Sicherheitsexpertin Marie Moe hat an ihrem eigenen smarten Herzschrittmacher diverse Sicherheitsprobleme entdeckt – etwa mögliche Erpressung.

Hacker könnten durch gezielte Angriffe ein Attentat auf Prominente mit Herzschrittmacher verüben oder von den Patienten Lösegeld erpressen. © Stefan Mey

Moderne Herzschrittmacher halten nicht nur ihre Besitzer am Leben – sie sind als „Smart Devices“ auch mit dem Web verbunden, wie Marie Moe, Sicherheitsexpertin und Professorin bei der norwegischen Forschungsinstitution Sintef, anhand ihres eigenen Herzschrittmachers feststellte.

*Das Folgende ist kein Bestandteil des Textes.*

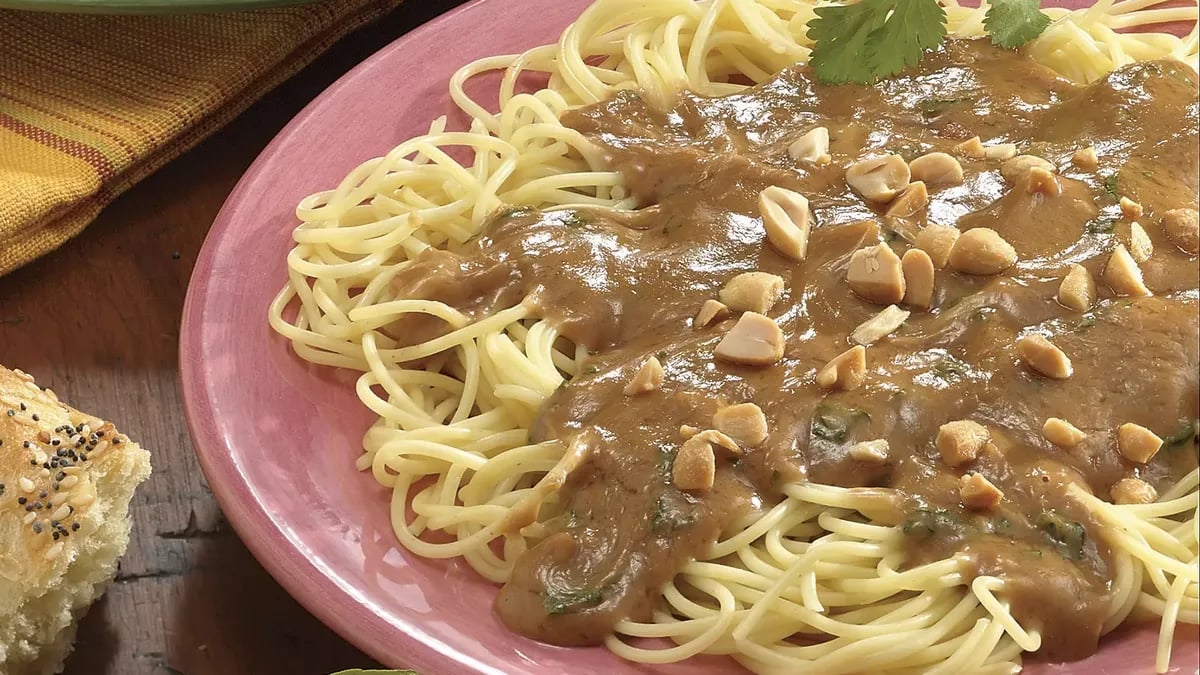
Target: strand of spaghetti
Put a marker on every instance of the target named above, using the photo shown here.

Wenn sie nachts schläft, transferiert das Gerät Daten über eine spezielle Hardware ins Netz, von wo ihr Arzt den Status quo überprüfen kann; kommt es an dem Gerät zu einer Fehlfunktion, so kann das Problem drahtlos behoben werden. Diese Vorteile bringen aber auch Nachteile mit sich, warnt Moe. So könnten Hacker durch gezielte Angriffe ein Attentat auf Prominente mit Herzschrittmacher verüben oder von den Patienten Lösegeld erpressen.

Auch die Batterielebensdauer von rund zehn Jahren könnte durch einen gezielten Angriff verringert werden. „Konnektivität passiert in unserer Welt schneller als wir sie absichern können“, sagt Moe. Von der Politik fordert sie daher strengere Sicherheitsvorgaben an die Hersteller – und von den Herstellern, dass sie enger mit Sicherheitsexperten kooperieren.